- Kebakaran melanda Apartemen Mediterania pada Kamis pagi, menyebabkan penghuni terjebak di lantai atas akibat kepungan asap tebal.
- Penghuni terpaksa bertahan di lantai 35 karena akses tangga darurat dan lift barang tidak aman untuk evakuasi.
- Sebanyak 87 orang berhasil dievakuasi petugas pemadam kebakaran, sementara sistem alarm serta sprinkler gedung dilaporkan tidak berfungsi.
Suara.com - Peristiwa kebakaran hebat melanda Apartemen Mediterania pada Kamis (30/4/2026) pagi, menyisakan trauma mendalam bagi para penghuninya.
Salah satu saksi mata sekaligus korban yang terjebak di dalam gedung adalah Antonius, penghuni Tower C, lantai 28.
Ia menceritakan detik-detik mencekam saat dirinya dan sejumlah penghuni lain harus berjuang bertahan hidup di tengah kepungan asap hitam pekat yang membubung tinggi dari lantai bawah.
Kepanikan mulai melanda saat asap tebal mulai merangsek masuk ke area hunian di lantai-lantai atas.
Antonius mengaku sempat tertahan di dalam unitnya karena kondisi di luar ruangan sudah tidak memungkinkan untuk ditembus.
Pandangan mata terbatas dan sesak napas mulai mengancam nyawa para penghuni yang berada di lantai tinggi.
Dalam kondisi terjepit, Antonius beserta sejumlah penghuni lainnya terpaksa mengambil keputusan nekat dengan naik hingga ke lantai 35 demi mencari sisa-sisa udara bersih.
"Iya, sampai oleh Damkar (asap) harus divakum karena enggak bisa napas kami. Kami hanya bisa lakukan naik ke lantai 35. Enggak bisa turun ke bawah karena asap sudah sangat penuh, ya," kata Antonius kepada wartawan di lokasi, Kamis siang.
Upaya evakuasi mandiri sebenarnya sempat terlintas di benak para penghuni.
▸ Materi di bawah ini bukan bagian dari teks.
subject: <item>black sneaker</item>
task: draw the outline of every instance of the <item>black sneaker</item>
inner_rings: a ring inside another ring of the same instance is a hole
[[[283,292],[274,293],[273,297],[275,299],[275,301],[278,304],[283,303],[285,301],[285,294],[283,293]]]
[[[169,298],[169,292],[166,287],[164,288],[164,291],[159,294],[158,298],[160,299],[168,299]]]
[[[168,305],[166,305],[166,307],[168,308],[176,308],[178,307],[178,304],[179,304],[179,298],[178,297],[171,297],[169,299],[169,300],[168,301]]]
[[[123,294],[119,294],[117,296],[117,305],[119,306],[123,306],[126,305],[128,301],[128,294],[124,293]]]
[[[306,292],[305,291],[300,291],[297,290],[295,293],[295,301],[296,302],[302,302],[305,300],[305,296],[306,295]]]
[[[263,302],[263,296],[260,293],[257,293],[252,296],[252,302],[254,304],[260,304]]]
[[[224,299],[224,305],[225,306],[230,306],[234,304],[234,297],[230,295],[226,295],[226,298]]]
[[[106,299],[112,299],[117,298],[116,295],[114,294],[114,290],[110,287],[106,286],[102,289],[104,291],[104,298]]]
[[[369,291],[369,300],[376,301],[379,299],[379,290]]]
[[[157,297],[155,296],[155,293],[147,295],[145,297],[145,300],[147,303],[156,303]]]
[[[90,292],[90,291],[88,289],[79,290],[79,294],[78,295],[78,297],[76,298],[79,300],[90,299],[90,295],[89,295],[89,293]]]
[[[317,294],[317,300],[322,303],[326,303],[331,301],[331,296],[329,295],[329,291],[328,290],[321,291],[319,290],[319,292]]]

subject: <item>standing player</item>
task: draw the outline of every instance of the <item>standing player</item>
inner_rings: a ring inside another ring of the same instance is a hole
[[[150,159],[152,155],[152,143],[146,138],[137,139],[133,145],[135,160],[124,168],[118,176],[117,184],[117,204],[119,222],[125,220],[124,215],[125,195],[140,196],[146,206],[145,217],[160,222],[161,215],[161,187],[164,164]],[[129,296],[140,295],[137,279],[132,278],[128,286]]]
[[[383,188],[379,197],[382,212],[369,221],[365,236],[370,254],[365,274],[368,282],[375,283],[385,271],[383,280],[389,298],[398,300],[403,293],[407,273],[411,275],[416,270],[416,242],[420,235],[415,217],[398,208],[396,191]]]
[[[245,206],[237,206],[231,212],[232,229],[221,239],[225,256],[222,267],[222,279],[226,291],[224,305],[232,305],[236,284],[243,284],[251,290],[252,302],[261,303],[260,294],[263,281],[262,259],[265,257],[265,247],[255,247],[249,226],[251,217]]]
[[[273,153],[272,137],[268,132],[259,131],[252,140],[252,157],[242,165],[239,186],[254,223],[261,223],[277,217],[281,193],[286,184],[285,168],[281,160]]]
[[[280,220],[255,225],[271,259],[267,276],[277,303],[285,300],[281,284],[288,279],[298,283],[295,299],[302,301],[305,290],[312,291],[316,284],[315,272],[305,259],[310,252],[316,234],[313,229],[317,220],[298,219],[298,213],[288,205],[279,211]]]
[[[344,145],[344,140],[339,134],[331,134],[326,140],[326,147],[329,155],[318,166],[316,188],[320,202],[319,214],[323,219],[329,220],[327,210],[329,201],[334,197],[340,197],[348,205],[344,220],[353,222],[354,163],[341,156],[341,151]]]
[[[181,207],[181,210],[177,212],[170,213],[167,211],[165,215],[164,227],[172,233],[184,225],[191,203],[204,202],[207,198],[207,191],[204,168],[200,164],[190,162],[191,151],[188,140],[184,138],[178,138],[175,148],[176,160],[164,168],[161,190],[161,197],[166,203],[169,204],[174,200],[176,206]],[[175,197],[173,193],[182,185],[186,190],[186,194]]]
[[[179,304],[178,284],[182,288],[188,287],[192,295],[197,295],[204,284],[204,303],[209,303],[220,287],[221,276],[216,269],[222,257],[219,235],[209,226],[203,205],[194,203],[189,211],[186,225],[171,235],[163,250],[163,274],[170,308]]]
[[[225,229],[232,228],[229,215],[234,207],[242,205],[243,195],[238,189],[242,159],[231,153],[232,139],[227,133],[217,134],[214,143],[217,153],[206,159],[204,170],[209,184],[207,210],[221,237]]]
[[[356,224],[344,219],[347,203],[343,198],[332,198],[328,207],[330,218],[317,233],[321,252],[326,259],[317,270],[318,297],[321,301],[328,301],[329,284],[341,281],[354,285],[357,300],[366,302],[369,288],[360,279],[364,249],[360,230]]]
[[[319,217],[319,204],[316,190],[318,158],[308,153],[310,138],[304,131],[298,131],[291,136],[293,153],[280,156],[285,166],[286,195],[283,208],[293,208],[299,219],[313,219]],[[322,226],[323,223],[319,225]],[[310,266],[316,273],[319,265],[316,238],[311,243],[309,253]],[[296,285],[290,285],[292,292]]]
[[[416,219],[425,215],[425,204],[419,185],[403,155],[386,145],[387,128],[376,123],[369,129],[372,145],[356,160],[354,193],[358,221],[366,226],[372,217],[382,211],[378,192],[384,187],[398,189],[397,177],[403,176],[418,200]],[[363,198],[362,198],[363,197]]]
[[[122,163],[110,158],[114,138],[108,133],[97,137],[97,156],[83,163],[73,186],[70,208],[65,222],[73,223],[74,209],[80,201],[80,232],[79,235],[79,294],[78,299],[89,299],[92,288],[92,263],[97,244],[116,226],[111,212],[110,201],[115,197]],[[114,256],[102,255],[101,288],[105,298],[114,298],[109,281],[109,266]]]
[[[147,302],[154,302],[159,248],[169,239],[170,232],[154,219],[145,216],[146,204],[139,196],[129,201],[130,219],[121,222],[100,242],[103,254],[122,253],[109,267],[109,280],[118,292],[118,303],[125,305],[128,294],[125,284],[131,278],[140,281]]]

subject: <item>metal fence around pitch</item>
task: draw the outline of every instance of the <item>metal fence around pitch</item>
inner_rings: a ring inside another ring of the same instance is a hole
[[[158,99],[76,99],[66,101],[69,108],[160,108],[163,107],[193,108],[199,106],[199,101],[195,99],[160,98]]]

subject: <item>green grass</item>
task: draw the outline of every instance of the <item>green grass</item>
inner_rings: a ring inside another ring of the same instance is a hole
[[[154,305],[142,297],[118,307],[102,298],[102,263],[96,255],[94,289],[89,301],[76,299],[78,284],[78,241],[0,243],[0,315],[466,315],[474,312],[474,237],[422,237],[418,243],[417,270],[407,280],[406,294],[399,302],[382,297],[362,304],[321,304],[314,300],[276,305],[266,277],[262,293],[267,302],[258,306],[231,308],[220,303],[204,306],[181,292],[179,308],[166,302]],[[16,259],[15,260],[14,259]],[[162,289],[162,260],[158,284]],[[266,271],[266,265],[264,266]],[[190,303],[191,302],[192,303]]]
Antonius dan rekan-rekannya sempat berpikir untuk menggunakan lift agar bisa segera keluar dari gedung yang terbakar.
Namun, harapan itu pupus saat mereka melihat kondisi lift yang justru menjadi perangkap maut karena sudah dipenuhi asap.
"Kami berusaha untuk evakuasi mandiri melalui turun dari tangga darurat maupun lift barang. Ternyata, lift barang sendiri sudah dipenuhi sama asap gitu," ujarnya sebagaimana dilansir Antara.
Ketiadaan akses keluar yang aman membuat mereka tidak memiliki pilihan lain selain berdiam diri di titik tertinggi yang bisa dijangkau sambil berharap bantuan segera datang.
Antonius menyadari bahwa memaksakan diri menembus asap di dalam lift barang hanya akan berujung fatal.
"Jadi, yang kami lakukan hanya menunggu sampai tim pemadam kebakaran menjemput. Kalau kami paksa untuk masuk ke lift barang, itu lift barang isinya asap gitu, kami pasti jatuh pingsan di sana," ungkapnya.
Dampak dari pekatnya asap tersebut mulai dirasakan secara fisik oleh para penghuni.
Di lantai 28, sejumlah orang dilaporkan mulai mengalami gangguan pernapasan serius. Ia pun mengkhawatirkan kondisi penghuni di lantai-lantai bawah yang diprediksi mengalami situasi jauh lebih buruk.
"Saya kira yang lebih parah pasti yang lantai 28 ke bawah. Mereka mungkin mau ke atas sudah asap, bawah juga asap," kata Antonius.
Di tengah situasi darurat tersebut, Antonius meluapkan kekecewaannya terhadap sistem keamanan gedung.
Ia mempertanyakan bagaimana asap dari basement bisa merambat begitu cepat hingga lantai 28 tanpa peringatan dini yang memadai.
"Yang kami bingung, asap pekat itu sampai ke lantai 28, asapnya sangat hitam, seperti jaraknya cuma berapa meter gitu," ujarnya.
Kekecewaannya memuncak saat mengetahui alarm kebakaran dan sprinkler tidak berfungsi, padahal sebelumnya sempat dilakukan simulasi.
"Sprinkler maupun alarm tidak bekerja dengan baik. Nah, itu yang kami sesalkan," ujar dia lagi.
Hingga pukul 12.23 WIB, tercatat 87 orang berhasil dievakuasi dengan selamat, sementara sekitar 20 orang lainnya masih menanti pertolongan di dalam unit.
Petugas Damkar menggunakan taktik evakuasi berjenjang dengan tangga manual dan prosedur keselamatan ketat, di mana setiap warga diikatkan tali pengaman untuk mencegah risiko terjatuh akibat lemas atau syok saat menuruni gedung.